Директор Пузырев ощутил такую уверенность в себе, что решил трахнуть, наконец, свою секретаршу Людочку. Эдик слишком уж верил людям, и потому ошибся в своей оценке их отношений — так далеко те не зашли. Людочка работала всего пару месяцев, а у Пузырева имелась красавица жена и двое детей. Как водится у мужиков его возраста, жена уже не вдохновляла на подвиги, и потому блонидинка-секретарша так и просилась в штампованный сюжет отношений между начальником и секретаршей. У Людочки имелся жених, нехилый парень, и робким атакам директора мешал страх…, который и увез в своем багажнике, как оказалось, наглый Эд, вместе с картинами.

Директор даже дверь в свой кабинет не запер. Идя на штурм, он загадал: «Если успею до прихода Ростовцева, то…Эдик прав». Руку со своего бедра Людочка привычно шлепнула, но рука против обыкновения не убралась — напротив, принялась исследовать ягодичные рельефы.
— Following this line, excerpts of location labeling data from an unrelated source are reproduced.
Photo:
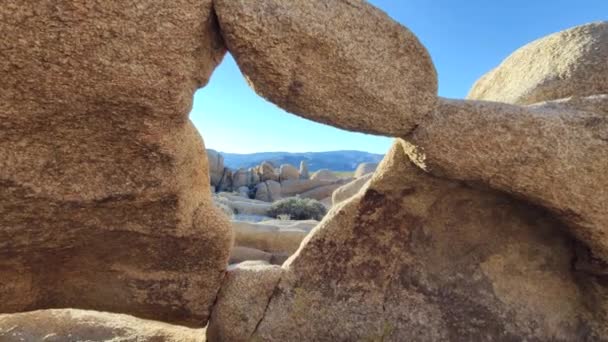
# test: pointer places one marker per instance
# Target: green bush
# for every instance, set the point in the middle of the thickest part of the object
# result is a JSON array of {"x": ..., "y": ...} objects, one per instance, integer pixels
[{"x": 298, "y": 208}]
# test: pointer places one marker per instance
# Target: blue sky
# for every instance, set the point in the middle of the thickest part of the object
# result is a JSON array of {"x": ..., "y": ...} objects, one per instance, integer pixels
[{"x": 465, "y": 39}]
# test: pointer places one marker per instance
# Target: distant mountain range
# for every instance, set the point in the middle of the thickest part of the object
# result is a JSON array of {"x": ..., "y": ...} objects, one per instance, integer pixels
[{"x": 333, "y": 160}]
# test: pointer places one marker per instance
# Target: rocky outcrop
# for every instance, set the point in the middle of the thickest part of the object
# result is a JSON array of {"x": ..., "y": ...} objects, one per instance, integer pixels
[
  {"x": 267, "y": 172},
  {"x": 244, "y": 206},
  {"x": 268, "y": 191},
  {"x": 272, "y": 236},
  {"x": 564, "y": 64},
  {"x": 103, "y": 179},
  {"x": 304, "y": 170},
  {"x": 324, "y": 175},
  {"x": 248, "y": 285},
  {"x": 555, "y": 158},
  {"x": 386, "y": 266},
  {"x": 295, "y": 187},
  {"x": 379, "y": 79},
  {"x": 216, "y": 166},
  {"x": 81, "y": 325},
  {"x": 240, "y": 254},
  {"x": 364, "y": 169},
  {"x": 288, "y": 172},
  {"x": 348, "y": 190},
  {"x": 324, "y": 191}
]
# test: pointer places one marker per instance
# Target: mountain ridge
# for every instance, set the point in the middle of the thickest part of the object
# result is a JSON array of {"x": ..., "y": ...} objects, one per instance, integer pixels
[{"x": 340, "y": 160}]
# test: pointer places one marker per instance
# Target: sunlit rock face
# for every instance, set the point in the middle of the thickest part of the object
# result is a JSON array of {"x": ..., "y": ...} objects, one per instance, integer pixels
[
  {"x": 104, "y": 186},
  {"x": 486, "y": 222},
  {"x": 414, "y": 257},
  {"x": 340, "y": 62},
  {"x": 549, "y": 154},
  {"x": 568, "y": 63}
]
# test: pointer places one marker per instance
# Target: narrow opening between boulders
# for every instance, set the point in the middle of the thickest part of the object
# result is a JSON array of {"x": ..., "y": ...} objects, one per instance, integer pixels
[{"x": 271, "y": 172}]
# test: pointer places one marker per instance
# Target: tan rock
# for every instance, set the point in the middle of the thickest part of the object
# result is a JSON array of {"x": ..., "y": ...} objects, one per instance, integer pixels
[
  {"x": 268, "y": 191},
  {"x": 267, "y": 172},
  {"x": 245, "y": 206},
  {"x": 364, "y": 169},
  {"x": 240, "y": 254},
  {"x": 594, "y": 103},
  {"x": 104, "y": 193},
  {"x": 322, "y": 192},
  {"x": 567, "y": 63},
  {"x": 348, "y": 190},
  {"x": 268, "y": 237},
  {"x": 363, "y": 71},
  {"x": 247, "y": 287},
  {"x": 325, "y": 175},
  {"x": 415, "y": 257},
  {"x": 288, "y": 172},
  {"x": 304, "y": 170},
  {"x": 297, "y": 186},
  {"x": 556, "y": 158},
  {"x": 216, "y": 166},
  {"x": 80, "y": 325}
]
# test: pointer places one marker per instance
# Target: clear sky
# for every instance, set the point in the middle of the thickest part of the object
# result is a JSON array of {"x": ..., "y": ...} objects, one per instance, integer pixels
[{"x": 466, "y": 38}]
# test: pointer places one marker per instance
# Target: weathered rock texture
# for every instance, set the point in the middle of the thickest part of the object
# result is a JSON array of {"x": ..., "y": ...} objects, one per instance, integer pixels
[
  {"x": 104, "y": 186},
  {"x": 554, "y": 157},
  {"x": 350, "y": 189},
  {"x": 415, "y": 257},
  {"x": 80, "y": 325},
  {"x": 564, "y": 64},
  {"x": 339, "y": 62},
  {"x": 216, "y": 167},
  {"x": 364, "y": 169},
  {"x": 248, "y": 287}
]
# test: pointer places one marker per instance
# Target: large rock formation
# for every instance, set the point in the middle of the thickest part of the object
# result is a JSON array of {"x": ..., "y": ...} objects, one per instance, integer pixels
[
  {"x": 304, "y": 170},
  {"x": 339, "y": 62},
  {"x": 80, "y": 325},
  {"x": 564, "y": 64},
  {"x": 553, "y": 157},
  {"x": 216, "y": 167},
  {"x": 104, "y": 186},
  {"x": 414, "y": 257},
  {"x": 288, "y": 172},
  {"x": 268, "y": 191},
  {"x": 267, "y": 172}
]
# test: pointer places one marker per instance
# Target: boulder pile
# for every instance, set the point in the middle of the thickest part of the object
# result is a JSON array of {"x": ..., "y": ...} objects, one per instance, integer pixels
[{"x": 485, "y": 221}]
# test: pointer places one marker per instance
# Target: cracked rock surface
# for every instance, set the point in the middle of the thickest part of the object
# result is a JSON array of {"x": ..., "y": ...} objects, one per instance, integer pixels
[
  {"x": 104, "y": 185},
  {"x": 549, "y": 154},
  {"x": 414, "y": 257}
]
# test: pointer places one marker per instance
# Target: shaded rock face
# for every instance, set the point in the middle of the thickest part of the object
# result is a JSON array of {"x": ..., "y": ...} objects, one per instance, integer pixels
[
  {"x": 104, "y": 191},
  {"x": 549, "y": 155},
  {"x": 348, "y": 190},
  {"x": 81, "y": 325},
  {"x": 380, "y": 79},
  {"x": 564, "y": 64},
  {"x": 364, "y": 169},
  {"x": 415, "y": 257}
]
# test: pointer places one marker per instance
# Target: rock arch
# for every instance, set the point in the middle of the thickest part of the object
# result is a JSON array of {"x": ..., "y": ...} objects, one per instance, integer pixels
[{"x": 104, "y": 199}]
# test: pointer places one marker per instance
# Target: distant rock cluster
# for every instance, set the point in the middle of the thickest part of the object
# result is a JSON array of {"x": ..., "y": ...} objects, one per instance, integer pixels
[
  {"x": 268, "y": 183},
  {"x": 486, "y": 221}
]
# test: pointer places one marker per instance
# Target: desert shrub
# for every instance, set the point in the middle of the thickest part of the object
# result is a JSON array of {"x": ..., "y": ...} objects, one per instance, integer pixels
[
  {"x": 298, "y": 209},
  {"x": 223, "y": 207}
]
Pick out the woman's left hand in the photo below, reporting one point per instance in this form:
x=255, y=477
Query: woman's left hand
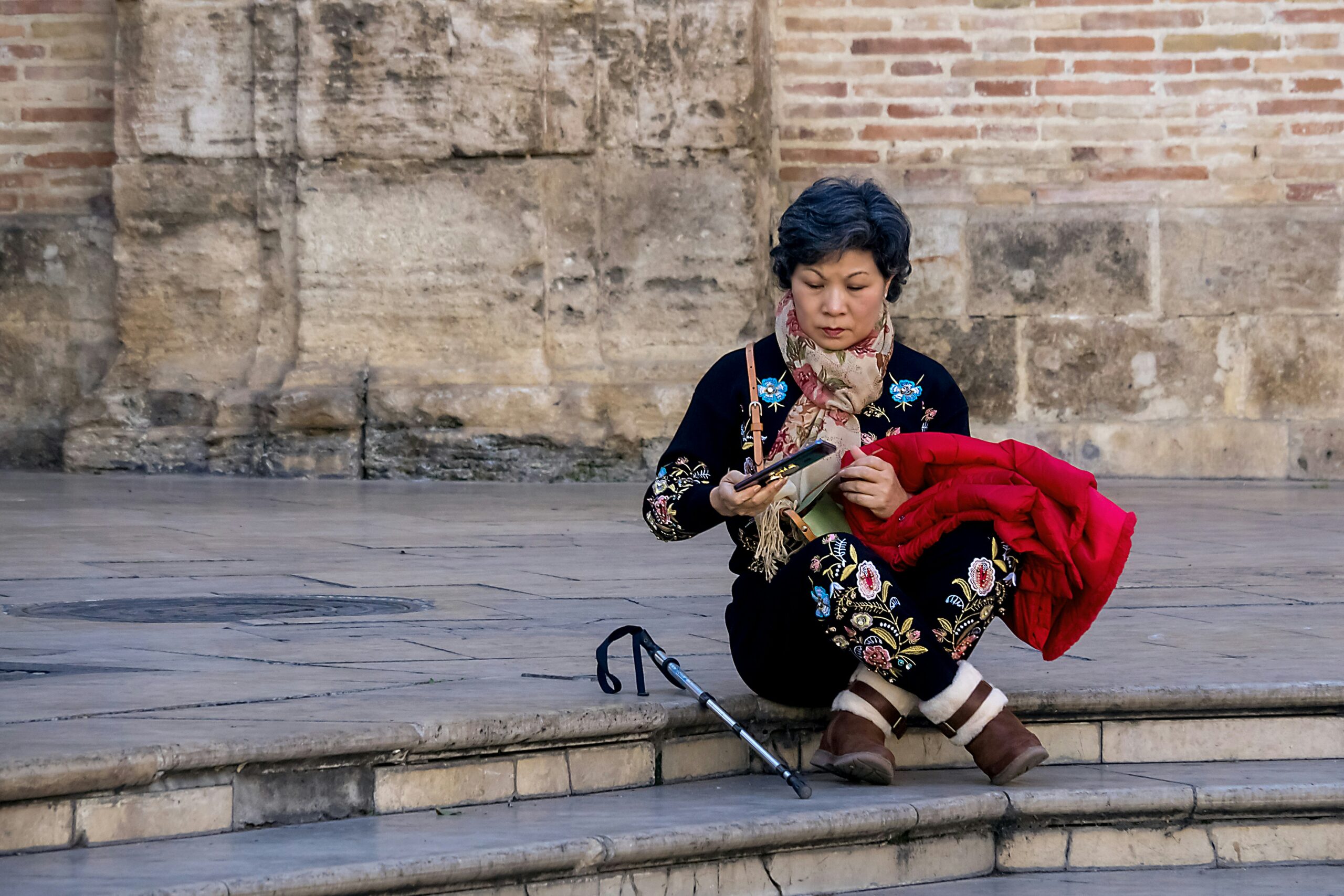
x=872, y=483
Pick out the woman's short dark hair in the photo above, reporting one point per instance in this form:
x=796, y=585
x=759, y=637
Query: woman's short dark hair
x=838, y=214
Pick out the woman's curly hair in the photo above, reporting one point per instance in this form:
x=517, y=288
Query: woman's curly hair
x=838, y=214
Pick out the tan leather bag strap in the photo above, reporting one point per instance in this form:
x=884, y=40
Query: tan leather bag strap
x=757, y=429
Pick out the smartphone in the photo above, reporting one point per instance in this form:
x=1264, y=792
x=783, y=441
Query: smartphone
x=805, y=456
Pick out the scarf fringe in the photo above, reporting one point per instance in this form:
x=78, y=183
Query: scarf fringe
x=772, y=549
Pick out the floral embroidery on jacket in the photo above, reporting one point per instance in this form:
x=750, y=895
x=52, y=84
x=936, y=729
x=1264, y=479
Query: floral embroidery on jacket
x=905, y=393
x=773, y=392
x=674, y=481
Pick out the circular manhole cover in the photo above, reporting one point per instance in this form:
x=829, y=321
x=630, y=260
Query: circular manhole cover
x=226, y=608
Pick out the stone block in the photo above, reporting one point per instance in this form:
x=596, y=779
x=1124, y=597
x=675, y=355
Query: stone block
x=425, y=276
x=1285, y=841
x=1027, y=851
x=375, y=80
x=742, y=878
x=1295, y=367
x=166, y=449
x=301, y=796
x=685, y=77
x=812, y=871
x=319, y=409
x=980, y=354
x=1316, y=450
x=190, y=282
x=1109, y=370
x=1139, y=848
x=35, y=825
x=937, y=284
x=400, y=789
x=171, y=813
x=682, y=275
x=546, y=774
x=313, y=455
x=929, y=859
x=1226, y=261
x=454, y=455
x=57, y=330
x=686, y=758
x=1070, y=743
x=1251, y=449
x=1057, y=263
x=611, y=767
x=185, y=80
x=275, y=58
x=1223, y=739
x=928, y=749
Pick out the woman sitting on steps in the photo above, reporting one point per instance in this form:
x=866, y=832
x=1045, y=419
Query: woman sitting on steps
x=827, y=621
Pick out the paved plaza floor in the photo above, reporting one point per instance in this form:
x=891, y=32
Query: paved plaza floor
x=496, y=596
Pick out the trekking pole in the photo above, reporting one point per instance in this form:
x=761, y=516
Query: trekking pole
x=671, y=669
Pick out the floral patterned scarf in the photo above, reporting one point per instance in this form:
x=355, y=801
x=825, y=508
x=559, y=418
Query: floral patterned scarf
x=836, y=385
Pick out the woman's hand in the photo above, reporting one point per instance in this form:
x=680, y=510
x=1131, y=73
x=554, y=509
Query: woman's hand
x=872, y=483
x=748, y=501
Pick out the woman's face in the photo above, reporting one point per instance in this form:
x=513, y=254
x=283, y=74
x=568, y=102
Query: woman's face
x=839, y=300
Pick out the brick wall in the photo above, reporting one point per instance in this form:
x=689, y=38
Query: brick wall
x=1128, y=224
x=56, y=105
x=1059, y=101
x=1127, y=215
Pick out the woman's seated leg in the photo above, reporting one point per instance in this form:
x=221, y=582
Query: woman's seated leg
x=948, y=599
x=961, y=583
x=865, y=612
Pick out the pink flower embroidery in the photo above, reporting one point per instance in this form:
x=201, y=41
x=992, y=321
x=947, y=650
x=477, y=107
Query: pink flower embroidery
x=982, y=577
x=870, y=583
x=877, y=657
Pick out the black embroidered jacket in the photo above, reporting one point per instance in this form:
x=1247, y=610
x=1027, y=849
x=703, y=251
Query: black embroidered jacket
x=713, y=437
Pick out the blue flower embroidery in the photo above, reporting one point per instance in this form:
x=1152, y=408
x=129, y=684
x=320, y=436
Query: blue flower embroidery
x=823, y=602
x=905, y=392
x=772, y=392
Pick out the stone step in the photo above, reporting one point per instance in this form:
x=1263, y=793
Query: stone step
x=187, y=787
x=750, y=835
x=1299, y=880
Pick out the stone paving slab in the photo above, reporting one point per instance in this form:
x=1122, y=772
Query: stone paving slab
x=1234, y=593
x=655, y=825
x=1300, y=880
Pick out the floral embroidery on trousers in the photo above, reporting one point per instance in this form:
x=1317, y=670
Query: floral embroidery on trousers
x=860, y=610
x=911, y=637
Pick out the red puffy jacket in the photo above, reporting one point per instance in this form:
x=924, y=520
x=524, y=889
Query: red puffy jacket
x=1072, y=541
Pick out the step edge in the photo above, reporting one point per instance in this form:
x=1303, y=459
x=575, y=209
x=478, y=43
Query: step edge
x=911, y=820
x=47, y=775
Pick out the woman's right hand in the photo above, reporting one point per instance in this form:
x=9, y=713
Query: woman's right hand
x=729, y=501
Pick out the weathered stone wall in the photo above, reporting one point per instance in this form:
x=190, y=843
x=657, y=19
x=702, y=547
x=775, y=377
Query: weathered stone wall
x=459, y=238
x=1128, y=220
x=57, y=316
x=503, y=238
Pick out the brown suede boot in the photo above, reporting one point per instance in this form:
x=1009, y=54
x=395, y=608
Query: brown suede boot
x=975, y=715
x=862, y=716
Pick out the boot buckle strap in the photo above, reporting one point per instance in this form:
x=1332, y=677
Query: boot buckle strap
x=952, y=726
x=874, y=699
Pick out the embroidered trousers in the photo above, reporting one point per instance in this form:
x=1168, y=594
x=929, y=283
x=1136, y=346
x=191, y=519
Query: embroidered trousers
x=796, y=640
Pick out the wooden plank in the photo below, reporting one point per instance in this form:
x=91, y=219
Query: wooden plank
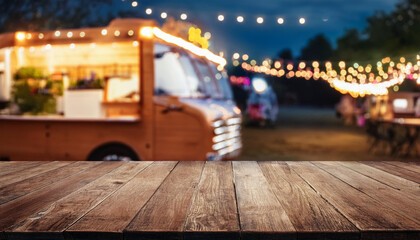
x=29, y=172
x=404, y=203
x=391, y=180
x=401, y=172
x=261, y=214
x=312, y=216
x=214, y=210
x=55, y=218
x=18, y=189
x=110, y=218
x=370, y=216
x=21, y=208
x=411, y=166
x=16, y=166
x=163, y=217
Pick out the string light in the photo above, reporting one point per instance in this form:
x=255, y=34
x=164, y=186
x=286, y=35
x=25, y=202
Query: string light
x=353, y=81
x=183, y=16
x=190, y=47
x=302, y=20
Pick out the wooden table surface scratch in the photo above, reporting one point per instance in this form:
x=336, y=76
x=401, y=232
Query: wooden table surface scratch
x=210, y=200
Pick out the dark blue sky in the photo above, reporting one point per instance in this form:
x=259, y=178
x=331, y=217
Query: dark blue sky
x=267, y=39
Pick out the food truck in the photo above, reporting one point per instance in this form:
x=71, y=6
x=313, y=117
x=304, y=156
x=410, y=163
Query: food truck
x=128, y=91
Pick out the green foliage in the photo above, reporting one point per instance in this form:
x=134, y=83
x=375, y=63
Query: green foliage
x=393, y=34
x=33, y=93
x=31, y=100
x=40, y=15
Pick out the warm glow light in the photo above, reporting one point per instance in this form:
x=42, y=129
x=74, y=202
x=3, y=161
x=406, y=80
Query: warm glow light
x=146, y=32
x=259, y=85
x=302, y=20
x=189, y=46
x=207, y=35
x=20, y=36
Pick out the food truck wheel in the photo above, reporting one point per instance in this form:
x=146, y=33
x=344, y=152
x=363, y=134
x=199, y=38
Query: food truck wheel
x=113, y=152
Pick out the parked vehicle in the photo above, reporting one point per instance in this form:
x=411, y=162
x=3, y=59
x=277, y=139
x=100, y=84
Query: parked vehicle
x=262, y=107
x=128, y=91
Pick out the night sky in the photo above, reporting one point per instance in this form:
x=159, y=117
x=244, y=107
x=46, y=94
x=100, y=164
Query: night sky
x=330, y=17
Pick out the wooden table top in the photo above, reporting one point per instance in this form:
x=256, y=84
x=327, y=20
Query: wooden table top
x=209, y=200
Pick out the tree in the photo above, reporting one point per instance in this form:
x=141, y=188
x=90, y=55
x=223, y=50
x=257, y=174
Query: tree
x=38, y=15
x=318, y=48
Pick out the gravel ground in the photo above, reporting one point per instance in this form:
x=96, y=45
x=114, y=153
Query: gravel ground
x=310, y=134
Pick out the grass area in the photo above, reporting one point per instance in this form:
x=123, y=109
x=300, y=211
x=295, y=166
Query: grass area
x=309, y=134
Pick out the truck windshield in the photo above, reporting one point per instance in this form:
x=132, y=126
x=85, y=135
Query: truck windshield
x=175, y=74
x=222, y=79
x=212, y=90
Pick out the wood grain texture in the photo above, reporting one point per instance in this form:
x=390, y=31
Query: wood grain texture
x=109, y=218
x=411, y=166
x=401, y=172
x=12, y=166
x=165, y=214
x=21, y=208
x=18, y=189
x=30, y=172
x=391, y=180
x=367, y=214
x=213, y=209
x=261, y=214
x=311, y=215
x=404, y=203
x=58, y=216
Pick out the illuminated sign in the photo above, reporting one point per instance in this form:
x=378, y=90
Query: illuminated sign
x=194, y=36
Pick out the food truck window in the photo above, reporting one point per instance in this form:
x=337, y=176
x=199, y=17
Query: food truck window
x=207, y=77
x=197, y=86
x=222, y=79
x=170, y=78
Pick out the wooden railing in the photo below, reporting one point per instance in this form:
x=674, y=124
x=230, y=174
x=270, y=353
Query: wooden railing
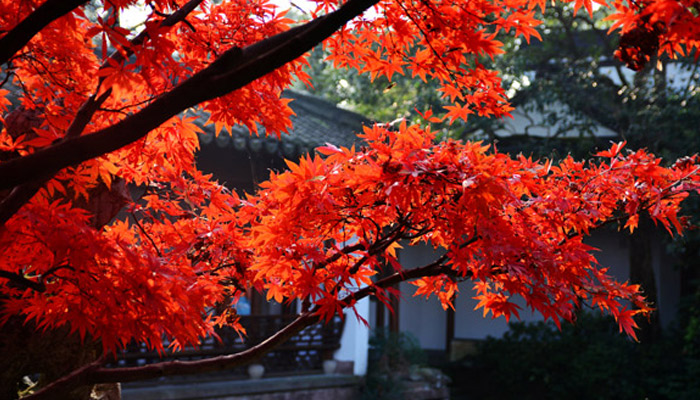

— Что такое?! — возмутилась было Людочка, поворачиваясь храбро лицом к супостату, но Пузырев залепил ее говорилку хозяйским долгим поцелуем. Конечно, жених…, потом — жена и дети, наконец, и разница в возрасте, лет в пятнадцать…, но все это куда-то исчезает, если всерьез разъяриться. После затухающих упреков и телодвижений Людочка сдалась, и пришла очередь выдавать упреки дубовому столу скрипучим своим голосом, а также терпеть посторонние тяжести и толчки — упреки и советы, которых никто не понял — купить для подобной работы спецстанок вроде дивана, а то нашел тут слесаря-универсала, сломаюсь от такой новой нагрузки…

Загаданное сбылось. Пришедший Андрей отметил только краем сознания, стараясь усмирить дыхалку, что секретарша похожа на истоптанную, встрепанную курицу, и только. Что Пузырев походил на довольного петуха, Ростовцев уже заметить не мог — перед ним сидел возможный спонсор, а в определение спонсора входят только возвышенные эпитеты. Андрей Ростовцев, сухощавый, энергичный, чем-то похожий на атакующего хищника, вытащил из кейса пухлую папку, каковую и обрушил, фигурально говоря, на беднягу Пузырева. Он засыпал директора фактами, обстрелял цитатами и выдержками из исторических документов, накопанных в архивах, и заколотил призывами о помощи исторической науке. Все это — совершенно зря — так мог бы какой-нибудь ОМОН долбить и таранить входную дверь, пока хозяину не надоест шум, и он не распахнет свою незапертую дверь навстречу похвально упорному ОМОНу. Пузырев вытерпел этот час только под наркозом воспоминаний о трепещущем теле Людочки, мысленно пристраивая ее в разных позах на разных предметах и в разных углах кабинета — недавняя, наспех победа его мало удовлетворила. Однако «второй забег» требовал-таки отдыха и накопления сил, поэтому Пузырев вытерпел папку до последней цитаты. В правильности выбора Эдика директор уверовал с первых же шагов Ростовцева от двери — встретив взгляд темных и блестящих глаз. Пузыреву захотелось убраться с дороги.

— Интересный проект, — сказал, наконец, Пузырев. — Я рад, что мой заместитель порекомендовал именно вас, как объект спонсорской помощи. Однако, окончательное решение должна принять экспертная комиссия нашего музея. Оставьте вашу папочку на его рассмотрение, и в течение недели ее обязательно изучат и примут решение. Уверен, что ваша тема вне всякой конкуренции. Поиск корней российской культуры — что может быть важнее для нас! Я позвоню в течение недели, устраивает?

Конечно, Андрея это устраивало. Он ушел окрыленный, что называется, апостол духа, рыцарь науки в белоснежных одеждах, так и не заметив толпы голых секретарш в соблазнительных позах, которых Пузырев видел столь явственно, что прихватывало дыхание.